Stellantis, the world's fourth-largest automaker, is quietly reintroducing diesel engines across at least seven European car and van models, a strategic about-turn that underscores just how badly the industry's electrification timetable has collided with commercial reality.


The reversal, which began in late 2025 under new chief executive Antonio Filosa, spans models from the Peugeot 308 and DS No. 4 hatchback to a swathe of commercial vehicles including the Opel Combo, Citroën Berlingo and Peugeot Rifter. A newly developed 2.2-litre diesel has already debuted on the Opel Zafira. The company framed the move as demand-led, with a spokesperson confirming that Stellantis had opted to maintain diesel in its portfolio and, in some cases, expand availability.


The timing is pointed. Earlier this month Stellantis disclosed €22.2 billion in charges linked to the wholesale reset of its electrification strategy and product plans, driving an estimated net loss of up to €21 billion for 2025 — the worst in the group's four-year history. The dividend has been suspended, and the board has authorised up to €5 billion in hybrid bond issuances to shore up the balance sheet.
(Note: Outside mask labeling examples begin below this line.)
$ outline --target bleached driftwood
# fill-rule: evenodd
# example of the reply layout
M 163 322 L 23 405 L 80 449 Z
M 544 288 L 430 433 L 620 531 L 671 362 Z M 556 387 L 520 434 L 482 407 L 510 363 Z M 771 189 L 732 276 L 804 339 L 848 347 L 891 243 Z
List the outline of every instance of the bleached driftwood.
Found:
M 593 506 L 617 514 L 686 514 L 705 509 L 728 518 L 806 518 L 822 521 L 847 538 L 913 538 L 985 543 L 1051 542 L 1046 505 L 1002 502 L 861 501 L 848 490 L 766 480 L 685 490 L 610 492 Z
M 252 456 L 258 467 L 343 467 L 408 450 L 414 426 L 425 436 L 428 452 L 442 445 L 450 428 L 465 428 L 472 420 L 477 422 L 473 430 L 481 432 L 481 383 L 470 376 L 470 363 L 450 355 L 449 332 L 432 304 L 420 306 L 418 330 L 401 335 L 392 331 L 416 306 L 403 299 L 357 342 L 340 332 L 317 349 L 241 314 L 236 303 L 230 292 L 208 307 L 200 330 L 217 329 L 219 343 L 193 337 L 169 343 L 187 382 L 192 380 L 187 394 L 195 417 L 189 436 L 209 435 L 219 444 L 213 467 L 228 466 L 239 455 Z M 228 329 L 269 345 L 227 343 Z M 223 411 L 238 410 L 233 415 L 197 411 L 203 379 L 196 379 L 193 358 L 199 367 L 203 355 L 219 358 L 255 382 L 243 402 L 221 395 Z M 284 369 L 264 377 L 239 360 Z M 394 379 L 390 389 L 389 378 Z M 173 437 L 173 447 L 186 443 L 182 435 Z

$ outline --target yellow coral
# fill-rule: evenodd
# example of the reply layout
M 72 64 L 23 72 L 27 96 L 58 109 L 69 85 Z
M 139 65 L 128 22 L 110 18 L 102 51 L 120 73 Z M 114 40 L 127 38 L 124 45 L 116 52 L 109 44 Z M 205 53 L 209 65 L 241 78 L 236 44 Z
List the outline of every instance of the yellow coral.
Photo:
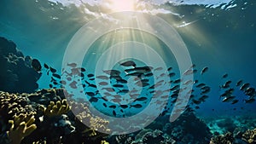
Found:
M 62 100 L 62 101 L 58 101 L 56 103 L 50 101 L 47 108 L 44 106 L 41 106 L 40 108 L 44 112 L 44 115 L 48 117 L 60 116 L 70 111 L 70 107 L 66 99 Z
M 20 144 L 24 137 L 29 135 L 37 129 L 34 124 L 35 118 L 33 113 L 20 114 L 15 116 L 14 120 L 9 120 L 11 124 L 10 130 L 7 132 L 11 144 Z

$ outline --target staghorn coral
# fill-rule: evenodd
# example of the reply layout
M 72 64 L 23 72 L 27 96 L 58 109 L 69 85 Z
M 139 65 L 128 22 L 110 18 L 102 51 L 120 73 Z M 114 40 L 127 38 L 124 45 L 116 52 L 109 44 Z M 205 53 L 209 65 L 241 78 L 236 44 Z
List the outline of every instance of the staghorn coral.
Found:
M 35 118 L 33 113 L 20 114 L 15 116 L 14 120 L 9 120 L 11 124 L 9 131 L 7 132 L 10 140 L 10 144 L 20 144 L 24 137 L 32 133 L 37 126 L 34 124 Z
M 250 144 L 256 143 L 256 129 L 253 130 L 247 130 L 243 135 L 242 138 L 243 141 L 247 141 Z
M 61 101 L 58 101 L 55 103 L 54 101 L 50 101 L 47 108 L 43 105 L 40 105 L 39 108 L 47 117 L 61 116 L 61 114 L 67 113 L 70 111 L 70 107 L 68 106 L 66 99 Z

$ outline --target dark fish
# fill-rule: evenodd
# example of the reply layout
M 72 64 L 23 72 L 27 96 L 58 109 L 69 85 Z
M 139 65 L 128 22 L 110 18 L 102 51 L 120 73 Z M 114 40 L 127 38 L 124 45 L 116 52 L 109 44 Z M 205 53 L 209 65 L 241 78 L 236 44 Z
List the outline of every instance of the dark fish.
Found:
M 109 108 L 116 108 L 115 105 L 109 106 Z
M 57 72 L 57 70 L 52 68 L 52 67 L 49 67 L 49 71 L 52 72 L 52 73 L 55 73 Z
M 107 77 L 107 76 L 97 76 L 96 78 L 108 80 L 108 77 Z
M 108 74 L 108 75 L 119 75 L 121 72 L 117 70 L 105 70 L 103 72 Z
M 146 100 L 148 100 L 147 97 L 140 97 L 140 98 L 136 99 L 134 101 L 146 101 Z
M 113 92 L 114 89 L 113 88 L 102 88 L 102 89 L 106 89 L 108 92 Z
M 49 69 L 49 66 L 47 64 L 44 64 L 44 68 Z
M 190 75 L 190 74 L 193 74 L 193 70 L 191 70 L 191 69 L 189 69 L 189 70 L 185 71 L 184 73 L 183 73 L 184 76 L 188 76 L 188 75 Z
M 173 84 L 179 84 L 180 83 L 180 79 L 176 79 L 174 82 L 173 82 Z
M 125 62 L 122 62 L 120 63 L 121 66 L 136 66 L 136 63 L 132 60 L 127 60 Z
M 145 76 L 145 77 L 151 77 L 151 76 L 153 76 L 153 73 L 151 73 L 151 72 L 150 72 L 150 73 L 147 73 L 147 74 L 145 74 L 144 76 Z
M 122 107 L 122 108 L 127 108 L 128 107 L 128 106 L 127 105 L 120 105 L 120 107 Z
M 129 89 L 121 89 L 118 93 L 128 93 Z
M 231 102 L 231 104 L 236 104 L 237 102 L 238 102 L 238 100 L 233 100 L 232 102 Z
M 232 101 L 236 96 L 228 96 L 222 100 L 223 102 L 230 102 Z
M 99 84 L 100 85 L 108 85 L 108 83 L 107 83 L 107 82 L 100 82 Z
M 33 59 L 33 60 L 32 60 L 31 65 L 32 65 L 32 66 L 33 67 L 33 69 L 34 69 L 35 71 L 37 71 L 37 72 L 40 72 L 41 69 L 42 69 L 42 66 L 41 66 L 39 60 L 37 60 L 37 59 Z
M 173 76 L 175 76 L 175 73 L 174 73 L 174 72 L 169 73 L 169 77 L 170 77 L 170 78 L 171 78 L 171 77 L 173 77 Z
M 120 84 L 127 84 L 127 81 L 125 79 L 116 79 L 116 82 Z
M 113 115 L 114 117 L 116 117 L 116 112 L 115 112 L 115 111 L 113 111 Z
M 98 101 L 98 98 L 96 97 L 91 97 L 89 100 L 90 102 L 97 102 Z
M 239 87 L 241 84 L 242 84 L 242 80 L 239 80 L 239 81 L 236 84 L 236 85 L 237 87 Z
M 244 101 L 245 103 L 253 103 L 255 101 L 255 99 L 254 98 L 251 98 L 251 99 L 248 99 L 248 100 L 245 100 Z
M 122 84 L 113 84 L 113 86 L 115 88 L 123 88 L 124 87 L 124 85 L 122 85 Z
M 204 74 L 206 72 L 207 72 L 208 71 L 208 67 L 204 67 L 202 70 L 201 70 L 201 74 L 202 75 L 202 74 Z
M 244 84 L 242 84 L 240 88 L 241 90 L 244 91 L 247 88 L 248 88 L 250 86 L 250 84 L 246 83 Z
M 196 88 L 201 88 L 201 87 L 203 87 L 203 86 L 205 86 L 206 84 L 197 84 L 195 87 Z
M 85 94 L 90 97 L 95 95 L 95 94 L 93 92 L 86 92 Z
M 142 107 L 143 107 L 143 105 L 141 105 L 141 104 L 131 105 L 131 107 L 134 107 L 134 108 L 142 108 Z
M 87 77 L 88 78 L 92 78 L 92 77 L 94 77 L 94 74 L 90 73 L 90 74 L 87 75 Z
M 169 67 L 169 68 L 167 69 L 167 71 L 171 71 L 171 70 L 172 70 L 172 67 Z
M 69 84 L 69 86 L 72 88 L 72 89 L 77 89 L 77 82 L 76 81 L 73 81 L 71 84 Z
M 228 78 L 228 73 L 224 74 L 224 75 L 222 76 L 222 78 Z
M 76 63 L 67 63 L 67 66 L 70 66 L 70 67 L 76 67 L 77 64 Z
M 59 74 L 56 74 L 56 73 L 53 73 L 52 76 L 56 78 L 59 78 L 59 79 L 61 78 L 61 76 Z
M 161 70 L 163 70 L 163 67 L 157 67 L 154 71 L 161 71 Z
European sales fell 3.9 per cent last year, following a 7.3 per cent decline in 2024.


The diesel pivot carries a certain competitive logic. Chinese rivals that dominate the EV segment have virtually no presence in diesel, offering Stellantis a niche where price-sensitive European buyers face limited choice. Diesel's share of EU new car registrations fell to just under eight per cent in 2025 — a fraction of the fifty per cent it commanded before the Dieselgate scandal — but the field is now so depleted that margins may prove more defensible.


Yet the strategy sits uneasily alongside Brussels' CO₂ reduction trajectory. With fleet-wide targets tightening through 2035, expanding diesel availability risks complicating compliance at precisely the moment regulators have offered the industry more flexibility through the Automotive Package. For Stellantis, the bet is that pragmatism will buy time — and revenue — while its longer-term electric portfolio catches up.